Oral hypoglycemic agents: may inhibit the metabolism of oral hypoglycemic agents which may require adjustment of dosage.
Anticoagulants: Patients on anticoagulants should be carefully monitored during anabolic steroid therapy as anabolic steroids may increase sensitivity to oral anticoagulants. Patients should be monitored regularly during anabolic steroid therapy, particularly during initiation and termination of therapy.
Male: Gynecomastia, excessive frequency and duration of penile erections, oligospermia.
Skin and Appendages: Hirsutism, male pattern baldness and acne, gynecomastia.
Fluid/electrolyte Disturbances: Retention of sodium, chloride, water, potassium, calcium, and inorganic phosphates.
Gastrointestinal: Nausea, cholestatic jaundice, alterations in liver function tests; rarely, hepatocellular neoplasms, peliosis hepatitis, hepatic adenomas, and cholestatic hepatitis.

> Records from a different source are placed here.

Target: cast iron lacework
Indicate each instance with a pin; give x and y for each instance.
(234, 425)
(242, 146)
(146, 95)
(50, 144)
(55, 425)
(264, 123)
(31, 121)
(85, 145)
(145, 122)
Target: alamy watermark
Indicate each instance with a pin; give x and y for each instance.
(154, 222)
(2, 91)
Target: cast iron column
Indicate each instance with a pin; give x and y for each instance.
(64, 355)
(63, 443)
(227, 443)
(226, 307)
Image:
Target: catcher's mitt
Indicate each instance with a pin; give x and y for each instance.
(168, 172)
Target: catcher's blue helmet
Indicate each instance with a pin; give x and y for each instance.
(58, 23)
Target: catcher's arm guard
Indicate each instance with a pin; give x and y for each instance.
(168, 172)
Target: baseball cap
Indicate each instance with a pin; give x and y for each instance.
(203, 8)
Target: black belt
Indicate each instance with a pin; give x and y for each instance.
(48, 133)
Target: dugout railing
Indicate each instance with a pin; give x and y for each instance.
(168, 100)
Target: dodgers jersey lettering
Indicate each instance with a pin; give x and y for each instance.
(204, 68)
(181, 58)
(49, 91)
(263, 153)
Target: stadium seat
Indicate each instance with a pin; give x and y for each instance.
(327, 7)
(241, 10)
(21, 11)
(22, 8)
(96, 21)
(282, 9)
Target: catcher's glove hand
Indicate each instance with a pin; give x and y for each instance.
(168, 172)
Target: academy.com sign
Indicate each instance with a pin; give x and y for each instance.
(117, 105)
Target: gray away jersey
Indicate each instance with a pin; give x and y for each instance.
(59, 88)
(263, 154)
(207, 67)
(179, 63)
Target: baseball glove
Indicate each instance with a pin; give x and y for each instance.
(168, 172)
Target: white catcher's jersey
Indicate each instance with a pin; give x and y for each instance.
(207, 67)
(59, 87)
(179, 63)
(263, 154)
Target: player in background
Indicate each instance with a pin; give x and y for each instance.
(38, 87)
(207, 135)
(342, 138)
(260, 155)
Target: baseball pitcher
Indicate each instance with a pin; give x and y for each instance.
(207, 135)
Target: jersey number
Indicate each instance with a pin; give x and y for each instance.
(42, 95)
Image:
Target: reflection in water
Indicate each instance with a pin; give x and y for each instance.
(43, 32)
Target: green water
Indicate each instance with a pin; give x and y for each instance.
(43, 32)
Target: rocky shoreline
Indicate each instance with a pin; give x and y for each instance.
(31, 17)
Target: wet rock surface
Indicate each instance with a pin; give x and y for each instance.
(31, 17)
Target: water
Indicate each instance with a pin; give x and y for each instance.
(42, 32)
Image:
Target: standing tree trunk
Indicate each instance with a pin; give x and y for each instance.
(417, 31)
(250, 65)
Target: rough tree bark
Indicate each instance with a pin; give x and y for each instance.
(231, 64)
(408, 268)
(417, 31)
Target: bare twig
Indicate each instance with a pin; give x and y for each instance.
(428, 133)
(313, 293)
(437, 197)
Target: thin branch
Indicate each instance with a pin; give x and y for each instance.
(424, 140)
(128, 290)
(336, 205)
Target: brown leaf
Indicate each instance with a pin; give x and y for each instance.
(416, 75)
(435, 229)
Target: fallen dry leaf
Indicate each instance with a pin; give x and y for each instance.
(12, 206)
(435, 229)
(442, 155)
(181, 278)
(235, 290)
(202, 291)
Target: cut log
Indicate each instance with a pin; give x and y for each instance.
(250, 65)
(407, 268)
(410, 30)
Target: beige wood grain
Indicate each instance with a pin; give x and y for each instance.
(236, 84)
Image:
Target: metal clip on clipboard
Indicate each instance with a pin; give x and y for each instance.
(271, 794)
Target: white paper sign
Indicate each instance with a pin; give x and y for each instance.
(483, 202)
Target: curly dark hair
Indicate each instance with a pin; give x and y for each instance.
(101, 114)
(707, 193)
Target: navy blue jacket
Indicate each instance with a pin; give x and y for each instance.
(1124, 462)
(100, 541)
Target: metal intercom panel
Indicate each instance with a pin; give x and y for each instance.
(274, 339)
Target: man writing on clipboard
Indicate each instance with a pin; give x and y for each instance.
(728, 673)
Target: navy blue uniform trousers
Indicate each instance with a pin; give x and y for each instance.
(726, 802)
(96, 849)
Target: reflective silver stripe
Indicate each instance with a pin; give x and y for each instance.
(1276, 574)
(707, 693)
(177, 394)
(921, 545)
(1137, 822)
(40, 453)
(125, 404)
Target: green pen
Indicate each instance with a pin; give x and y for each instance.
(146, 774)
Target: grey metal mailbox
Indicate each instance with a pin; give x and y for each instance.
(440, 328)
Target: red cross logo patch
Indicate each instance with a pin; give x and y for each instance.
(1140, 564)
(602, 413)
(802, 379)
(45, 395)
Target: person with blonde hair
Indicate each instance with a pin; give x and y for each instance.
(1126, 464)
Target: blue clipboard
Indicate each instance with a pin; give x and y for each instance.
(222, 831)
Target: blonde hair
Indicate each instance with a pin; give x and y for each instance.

Hematologic: Suppression of clotting factors II, V, VII, & X; bleeding in patients on anti-coagulant therapy.
Nervous System: Changes in libido, aggression, headache, anxiety, depression, and generalized paresthesia.
Metabolic: reduced glucose tolerance, increased creatinine clearance, and inhibition of gonadotrophin secretion.
Other: Serum lipid changes, hypercalcaemia, hypertension, oedema, priapism, and potentiation of sleep apnea.
Serum Cholesterol, HDL, LDL, TG. Hemoglobin and Hematocrit, Hepatic function tests - AST/ALT
Prostatic specific antigen - PSA, Testosterone: total, free, and bioavailable. Dihydrotestosterone & Estradiol
Male patients over 40 should undergo a digital rectal examination and evaluate PSA prior to androgen use. Periodic evaluations of the prostate should continue while on androgen therapy, especially in patients with difficulty in urination or with changes in voiding habits.
DOSAGE AND ADMINISTRATION
Adult males: 10 - 30mg taken orally per day in divided doses for a duration of 3 to 6 weeks.
10mg uncoated tablets: 200 tablets per bottle or 200 tablets in blisters.
Protect from light. Store at 15 - 25oC.